Paper: GS – III, Subject: Environment, Ecology and Disaster Management, Topic: Forest conservation, Issue: Strengthening Forest governance.
Context:
The Chhattisgarh Forest Department designated itself as the nodal agency for CFRR (Community Forest Resource Rights) implementation under Forest Rights Act (FRA), 2006, sparking controversy.
Key Highlights:
Forest Management in India:
- Centralised management: Forest management is historically centralized, top-down forestry focused on scientific forestry, timber extraction and harvesting of monocultures.
- Alienation: This alienated tribal communities and replaced diverse native forests with commercial species.
- Significance of CFRA: CFRR (Community Forest Resource Rights) gives gram sabhas the right to manage customary forests, decentralizing forest governance.
Current CFRR Implementation Stats:
- Over 10,000 gram sabhas received CFR titles. But fewer than 1,000 have management plans.

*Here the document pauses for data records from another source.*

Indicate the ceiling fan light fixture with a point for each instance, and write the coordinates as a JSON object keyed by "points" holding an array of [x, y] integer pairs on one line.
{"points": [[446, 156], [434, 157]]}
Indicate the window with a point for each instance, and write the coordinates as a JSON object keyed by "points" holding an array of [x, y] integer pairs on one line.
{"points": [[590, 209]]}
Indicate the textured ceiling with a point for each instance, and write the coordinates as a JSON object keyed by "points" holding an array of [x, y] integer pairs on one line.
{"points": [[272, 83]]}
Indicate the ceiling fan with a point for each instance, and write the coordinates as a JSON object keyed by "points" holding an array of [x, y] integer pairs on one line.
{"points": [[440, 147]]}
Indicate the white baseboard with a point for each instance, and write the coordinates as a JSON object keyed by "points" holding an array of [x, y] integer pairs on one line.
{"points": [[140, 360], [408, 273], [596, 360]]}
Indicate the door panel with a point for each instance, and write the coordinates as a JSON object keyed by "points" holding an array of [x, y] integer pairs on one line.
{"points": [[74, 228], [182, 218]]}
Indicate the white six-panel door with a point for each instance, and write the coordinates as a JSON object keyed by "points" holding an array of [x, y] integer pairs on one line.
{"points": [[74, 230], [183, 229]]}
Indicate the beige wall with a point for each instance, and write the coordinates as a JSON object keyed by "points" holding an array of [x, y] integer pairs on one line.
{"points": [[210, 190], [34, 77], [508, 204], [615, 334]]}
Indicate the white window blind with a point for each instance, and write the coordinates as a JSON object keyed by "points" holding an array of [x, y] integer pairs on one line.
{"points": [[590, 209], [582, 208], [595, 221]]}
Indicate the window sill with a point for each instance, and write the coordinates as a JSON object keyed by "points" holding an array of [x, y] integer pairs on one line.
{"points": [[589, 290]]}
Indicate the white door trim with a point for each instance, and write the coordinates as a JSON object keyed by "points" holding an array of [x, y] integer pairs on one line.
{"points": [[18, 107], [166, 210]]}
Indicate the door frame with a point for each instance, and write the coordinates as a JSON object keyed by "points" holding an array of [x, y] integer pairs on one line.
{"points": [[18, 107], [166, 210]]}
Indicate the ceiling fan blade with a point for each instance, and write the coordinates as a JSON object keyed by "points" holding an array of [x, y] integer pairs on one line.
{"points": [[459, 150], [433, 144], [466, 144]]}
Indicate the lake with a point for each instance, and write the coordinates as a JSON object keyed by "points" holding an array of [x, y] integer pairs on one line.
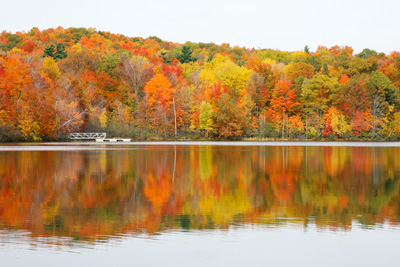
{"points": [[200, 204]]}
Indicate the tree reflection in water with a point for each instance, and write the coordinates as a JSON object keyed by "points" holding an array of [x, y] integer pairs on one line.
{"points": [[89, 195]]}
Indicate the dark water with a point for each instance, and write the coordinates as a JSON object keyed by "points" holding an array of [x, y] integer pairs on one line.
{"points": [[199, 205]]}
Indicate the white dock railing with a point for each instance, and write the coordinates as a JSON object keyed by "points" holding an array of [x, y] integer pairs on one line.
{"points": [[87, 135]]}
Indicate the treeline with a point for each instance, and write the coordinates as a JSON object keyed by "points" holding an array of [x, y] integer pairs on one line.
{"points": [[57, 81]]}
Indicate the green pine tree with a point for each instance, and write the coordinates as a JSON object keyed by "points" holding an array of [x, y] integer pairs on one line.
{"points": [[186, 55]]}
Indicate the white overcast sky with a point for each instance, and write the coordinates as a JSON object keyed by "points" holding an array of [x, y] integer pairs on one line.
{"points": [[278, 24]]}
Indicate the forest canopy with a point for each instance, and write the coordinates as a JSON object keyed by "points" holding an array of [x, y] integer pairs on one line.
{"points": [[57, 81]]}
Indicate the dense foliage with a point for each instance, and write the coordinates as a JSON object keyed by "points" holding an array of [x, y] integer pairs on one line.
{"points": [[57, 81]]}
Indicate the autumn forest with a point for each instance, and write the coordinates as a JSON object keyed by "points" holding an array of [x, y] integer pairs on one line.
{"points": [[57, 81]]}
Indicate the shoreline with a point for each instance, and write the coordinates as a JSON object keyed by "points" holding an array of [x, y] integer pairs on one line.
{"points": [[88, 145]]}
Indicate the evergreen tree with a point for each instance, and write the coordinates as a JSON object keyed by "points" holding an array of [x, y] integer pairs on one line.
{"points": [[164, 57], [49, 51]]}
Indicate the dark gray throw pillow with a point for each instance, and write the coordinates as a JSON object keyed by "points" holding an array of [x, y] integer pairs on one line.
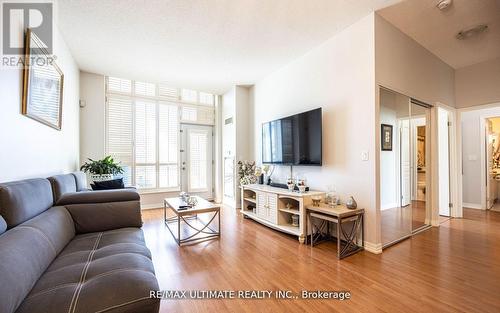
{"points": [[108, 184]]}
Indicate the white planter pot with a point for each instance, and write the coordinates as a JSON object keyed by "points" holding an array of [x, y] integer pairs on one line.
{"points": [[103, 177]]}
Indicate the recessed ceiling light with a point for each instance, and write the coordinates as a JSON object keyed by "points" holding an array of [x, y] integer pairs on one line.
{"points": [[470, 32], [443, 4]]}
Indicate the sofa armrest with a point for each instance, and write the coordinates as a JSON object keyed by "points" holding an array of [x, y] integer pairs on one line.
{"points": [[97, 217], [100, 196]]}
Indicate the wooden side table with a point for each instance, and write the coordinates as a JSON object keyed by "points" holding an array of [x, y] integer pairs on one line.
{"points": [[348, 236], [203, 229]]}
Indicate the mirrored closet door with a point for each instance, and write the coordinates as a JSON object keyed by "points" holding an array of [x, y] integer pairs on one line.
{"points": [[404, 160]]}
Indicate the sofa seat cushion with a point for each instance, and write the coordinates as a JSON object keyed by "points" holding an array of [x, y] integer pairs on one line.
{"points": [[108, 271]]}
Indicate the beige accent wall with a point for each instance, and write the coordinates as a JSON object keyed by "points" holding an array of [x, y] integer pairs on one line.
{"points": [[478, 84], [405, 66]]}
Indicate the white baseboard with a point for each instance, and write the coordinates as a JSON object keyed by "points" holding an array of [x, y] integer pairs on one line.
{"points": [[375, 248], [389, 206], [151, 206], [472, 206]]}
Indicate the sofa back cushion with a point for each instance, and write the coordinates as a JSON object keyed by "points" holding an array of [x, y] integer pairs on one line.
{"points": [[62, 184], [81, 181], [24, 199], [27, 250], [3, 225]]}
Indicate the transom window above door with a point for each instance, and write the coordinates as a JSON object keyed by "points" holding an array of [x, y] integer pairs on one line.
{"points": [[143, 126]]}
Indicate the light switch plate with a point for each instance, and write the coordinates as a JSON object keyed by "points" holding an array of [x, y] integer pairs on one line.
{"points": [[364, 155]]}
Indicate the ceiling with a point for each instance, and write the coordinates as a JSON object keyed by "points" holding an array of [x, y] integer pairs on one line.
{"points": [[436, 30], [208, 45]]}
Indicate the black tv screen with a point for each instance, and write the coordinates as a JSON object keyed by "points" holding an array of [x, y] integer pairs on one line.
{"points": [[293, 140]]}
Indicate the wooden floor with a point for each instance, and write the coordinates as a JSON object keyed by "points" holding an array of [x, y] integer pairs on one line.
{"points": [[453, 268]]}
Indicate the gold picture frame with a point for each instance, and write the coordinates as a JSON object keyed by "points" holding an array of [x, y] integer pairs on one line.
{"points": [[43, 83]]}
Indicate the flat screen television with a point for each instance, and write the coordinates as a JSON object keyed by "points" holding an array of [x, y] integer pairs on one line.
{"points": [[293, 140]]}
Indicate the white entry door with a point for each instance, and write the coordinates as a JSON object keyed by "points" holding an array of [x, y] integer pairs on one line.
{"points": [[197, 160]]}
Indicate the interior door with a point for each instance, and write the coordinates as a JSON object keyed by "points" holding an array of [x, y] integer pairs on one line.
{"points": [[443, 162], [490, 183], [405, 164], [197, 160]]}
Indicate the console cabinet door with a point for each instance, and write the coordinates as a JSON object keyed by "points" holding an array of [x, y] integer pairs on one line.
{"points": [[261, 205], [272, 208]]}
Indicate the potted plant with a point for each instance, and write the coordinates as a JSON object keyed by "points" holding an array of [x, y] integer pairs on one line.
{"points": [[101, 170], [246, 172]]}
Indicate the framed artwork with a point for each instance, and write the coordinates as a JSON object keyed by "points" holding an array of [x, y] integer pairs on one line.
{"points": [[42, 84], [386, 136]]}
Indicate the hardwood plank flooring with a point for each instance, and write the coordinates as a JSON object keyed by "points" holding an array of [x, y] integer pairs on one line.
{"points": [[453, 268]]}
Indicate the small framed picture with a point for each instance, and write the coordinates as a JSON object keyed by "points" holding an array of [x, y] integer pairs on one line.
{"points": [[42, 85], [386, 136]]}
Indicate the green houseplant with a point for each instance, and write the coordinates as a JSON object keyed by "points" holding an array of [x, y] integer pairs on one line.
{"points": [[103, 169]]}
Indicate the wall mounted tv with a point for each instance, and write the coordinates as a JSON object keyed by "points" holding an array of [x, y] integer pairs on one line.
{"points": [[293, 140]]}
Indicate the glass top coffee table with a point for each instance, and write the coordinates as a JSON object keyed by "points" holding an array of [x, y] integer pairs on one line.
{"points": [[199, 229]]}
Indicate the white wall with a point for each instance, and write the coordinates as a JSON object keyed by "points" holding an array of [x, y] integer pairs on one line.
{"points": [[473, 171], [237, 137], [478, 84], [338, 76], [388, 159], [405, 66], [92, 116], [29, 148]]}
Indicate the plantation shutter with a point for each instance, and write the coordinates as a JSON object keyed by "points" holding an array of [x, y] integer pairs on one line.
{"points": [[168, 145], [145, 143], [119, 133]]}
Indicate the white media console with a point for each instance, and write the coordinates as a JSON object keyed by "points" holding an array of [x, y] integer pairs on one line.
{"points": [[275, 206]]}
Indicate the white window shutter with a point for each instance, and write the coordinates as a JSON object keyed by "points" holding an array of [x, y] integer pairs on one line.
{"points": [[145, 131], [119, 134]]}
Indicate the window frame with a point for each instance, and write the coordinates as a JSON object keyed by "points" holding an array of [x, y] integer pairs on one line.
{"points": [[158, 100]]}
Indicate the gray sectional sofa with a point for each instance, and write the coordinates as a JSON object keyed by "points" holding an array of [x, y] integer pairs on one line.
{"points": [[66, 249]]}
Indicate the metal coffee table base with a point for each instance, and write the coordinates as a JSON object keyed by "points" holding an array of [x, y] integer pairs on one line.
{"points": [[204, 228]]}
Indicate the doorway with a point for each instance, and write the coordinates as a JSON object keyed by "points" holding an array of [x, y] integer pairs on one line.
{"points": [[492, 162], [197, 160], [404, 166]]}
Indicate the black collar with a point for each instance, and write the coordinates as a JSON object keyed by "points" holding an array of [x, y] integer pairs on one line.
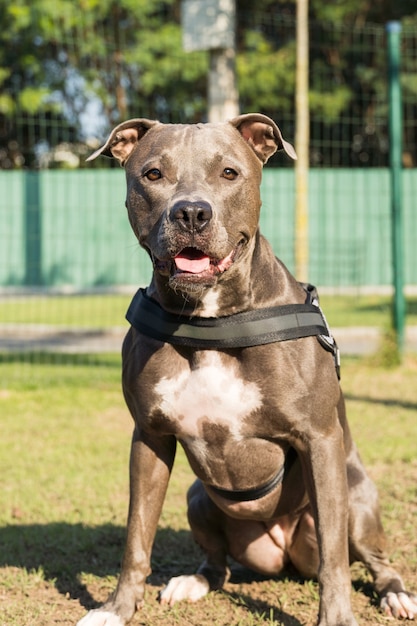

- This resistance stems from forest department’s non-cooperation and power retention tactics.
Issues with Chhattisgarh’s plan:
- Violation of FRA’s spirit: Nodal role usurped from Ministry of Tribal Affairs (MoTA), which is the rightful authority.
- Dilutes Gram Sabha: Forest department’s move limits gram sabhas’ autonomy to plan and manage forests.
- Exclusions: NGOs and local bodies are excluded from Chhattisgarh’s CFRR planning.
- Violates decentralisation spirit: Suggestion to align CFR plans with National Working Plan Code (NWPC) violates the FRA’s decentralization intent.
- Restricted access: Plans restrict access and change forest composition as NWPC compliance demands long, technical documents.
- Ignoring realities: Ignores ground realities and lacks adaptability to forest diversity and local needs
Conflict Between Two Approaches:
Top-down management | Bottom-up governance |
Bureaucratic and timber-focused. Detached from local livelihood needs | Integrated, flexible, and locally relevant. Responds to climate variability and community survival |
Way ahead:
- Management plans should reflect local community insights and Ecosystem-level focus (not just timber)
- MoTA must uphold its role and reject forest departments’ attempts to dominate CFR governance.
- Adapt the framework given under the Dharti Aaba Janjatiya Gram Utkarsh Abhiyan launched by Centre in 2023.
- Enable flexible, decentralized planning and support capacity-building of gram sabhas.
- Discard timber-oriented and bureaucratic forest control models.
Conclusion:
CFRR is key to reversing colonial-era forest injustices. In this context, Empowering gram sabhas, not forest departments, is essential for inclusive, sustainable, and just forest governance under the FRA.